In an obviously misguided attempt at mocking the playoff structure of the NCAA tournament, we’re inviting readers to enjoy matchups of actual fetishes in a voter-powered tournament, culminating in April with the Nasty Fetish Final Four. That tournament continues today with Regional Semifinal action. Remember, you’re voting for what you consider the more nasty fetish.
6. Macrophilia
Literal Meaning: “A sexual fantasy involving domination by giants, primarily giant women. Variants include metamorphic fantasies; the shrinking of men/women so that average-sized people appear relatively huge, or more commonly, ordinary humans growing to giant size.”
Salon says: “You never forget your first glimpse of the Statue of Liberty. A towering monument to freedom, democracy and the big-girl aesthetic, she looms over New York Harbor, 225 tons of womanhood, 151 feet from toes to torch tip, her head high and huge, her massive bosom outthrust to welcome the tired, the poor, the huddled masses. For immigrants arriving on America’s shore, the statue is the earth mother of international acceptance.
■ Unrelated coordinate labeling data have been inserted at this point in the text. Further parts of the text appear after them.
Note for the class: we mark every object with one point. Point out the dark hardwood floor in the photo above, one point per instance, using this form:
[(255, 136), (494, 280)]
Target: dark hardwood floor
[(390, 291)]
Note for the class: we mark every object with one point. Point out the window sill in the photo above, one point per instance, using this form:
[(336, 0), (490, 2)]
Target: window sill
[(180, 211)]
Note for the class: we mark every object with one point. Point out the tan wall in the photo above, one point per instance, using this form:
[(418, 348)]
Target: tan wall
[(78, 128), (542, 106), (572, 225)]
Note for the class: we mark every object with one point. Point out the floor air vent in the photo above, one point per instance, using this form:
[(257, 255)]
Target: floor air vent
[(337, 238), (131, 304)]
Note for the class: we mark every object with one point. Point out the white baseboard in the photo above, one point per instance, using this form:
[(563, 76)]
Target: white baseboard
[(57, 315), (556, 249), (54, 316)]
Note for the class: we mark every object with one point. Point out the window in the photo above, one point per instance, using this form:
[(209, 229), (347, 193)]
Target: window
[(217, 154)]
For macrophiles, she’s something else — the ultimate sex goddess.”
Notable Advocates: Jude Law, Del tha Funkee Homosapien, Steve Jobs
7. Menophilia
Literal Meaning: “Described as being sexually excited by a female during menstruation. This can be further described as people who are turned on by the smell, image, taste or feel of the blood expelled during menstruation.”
The Intarwebs say: You’re quite the catch among insecure types in Scotland. But you’ll have to open your wallet.
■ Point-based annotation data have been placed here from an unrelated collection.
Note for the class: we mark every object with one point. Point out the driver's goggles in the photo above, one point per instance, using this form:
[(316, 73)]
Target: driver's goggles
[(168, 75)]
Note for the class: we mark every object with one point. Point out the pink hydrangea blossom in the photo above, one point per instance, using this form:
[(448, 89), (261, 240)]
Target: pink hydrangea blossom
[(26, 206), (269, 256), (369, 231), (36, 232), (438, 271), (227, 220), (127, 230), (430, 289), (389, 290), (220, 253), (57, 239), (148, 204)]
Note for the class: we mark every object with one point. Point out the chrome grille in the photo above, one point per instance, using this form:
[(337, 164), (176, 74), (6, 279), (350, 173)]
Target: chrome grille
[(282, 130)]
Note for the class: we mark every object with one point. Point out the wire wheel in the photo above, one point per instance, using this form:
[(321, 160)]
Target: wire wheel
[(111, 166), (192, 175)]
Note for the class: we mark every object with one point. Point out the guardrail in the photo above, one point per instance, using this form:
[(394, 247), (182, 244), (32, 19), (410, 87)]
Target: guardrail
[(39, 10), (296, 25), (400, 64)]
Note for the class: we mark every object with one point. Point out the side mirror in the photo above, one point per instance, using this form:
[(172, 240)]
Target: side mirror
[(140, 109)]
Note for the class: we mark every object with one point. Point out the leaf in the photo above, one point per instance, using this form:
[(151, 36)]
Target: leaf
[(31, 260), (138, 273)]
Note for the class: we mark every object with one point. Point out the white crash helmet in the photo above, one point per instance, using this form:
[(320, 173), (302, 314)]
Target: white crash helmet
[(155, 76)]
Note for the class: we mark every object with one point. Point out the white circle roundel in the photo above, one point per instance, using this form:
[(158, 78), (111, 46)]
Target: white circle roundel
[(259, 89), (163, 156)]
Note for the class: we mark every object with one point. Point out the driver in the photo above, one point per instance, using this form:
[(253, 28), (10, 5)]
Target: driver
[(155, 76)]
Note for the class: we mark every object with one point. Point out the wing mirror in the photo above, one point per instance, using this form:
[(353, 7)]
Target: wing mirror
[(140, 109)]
Notable Advocates: Timbaland, Tucker Max, Josh Elliott


Wow, I can’t belive it’s almost Christmas! Thanks for the post very Cool and keep them coming!
A good study in Greek prefixes…
The fuck seeded this thing? A 9 vs. 13 in the top half and a 6 vs. 7 in the bottom? I know it’s fun to see upsets, but you just can’t force them like this…
I mean, seriously, having sex with a giant woman is a 6 and fucking STOMA FUCKING is a 13?!?! That’s foolishness…
@Del tha Funky Macrophiliast
That was the funniest things I have read in a while.
Had to go with menophilia in this round. I think spending time with a fifty foot woman would be like a day at an amusement park.
Our coach once told us in a pre-game speech that “eating bloody pussy was the best thing since sliced bread” and “don’t knock it till you try it.”
I could never look his wife in the eyes after that one. (But, hey, at least we won. Maybe he was on to something….)
I want to know what that menophilia artwork is for.
Consider me officially intrigued.
I really want more jokes relating to how menophilia is beating macrophilia to a bloody pulp.
^or that vomit one
Neither has a chance agaisnt the powerhouse that is fecophilia.
DEATH BY SNOO SNOO
That cartoon chick is mad hot.
+ 1 John Whorfin
ape, ftw.
Ronaldino = cockwallet
It’s gonna be sad to stop making Futurama references for Macrophilia.
fetish tournament = unfunny
peter king spoof = brilliant
menophilia
it’s like chewing on a box of ten-penny nails
and eating a live bird at the same time
Clearly very few of us are big fans of menstruation.
Moses sez: Menophilia for the win.
“attack of the 50 foot woman” doesn’t stand a chance against the red sea.
What did Macro defeat in the first round? Seems overmatched here.
A Del the Funkee homosapien reference? Nice!
I’m calling for a Meno/Stoma final. Most blood wins it all.
@rant
It seems the floodgates have opened.
Shit, you know some fuckass was probably jerking it to that movie with 40 kids in the room. That right there makes it creepy enough for a ‘yes’ vote.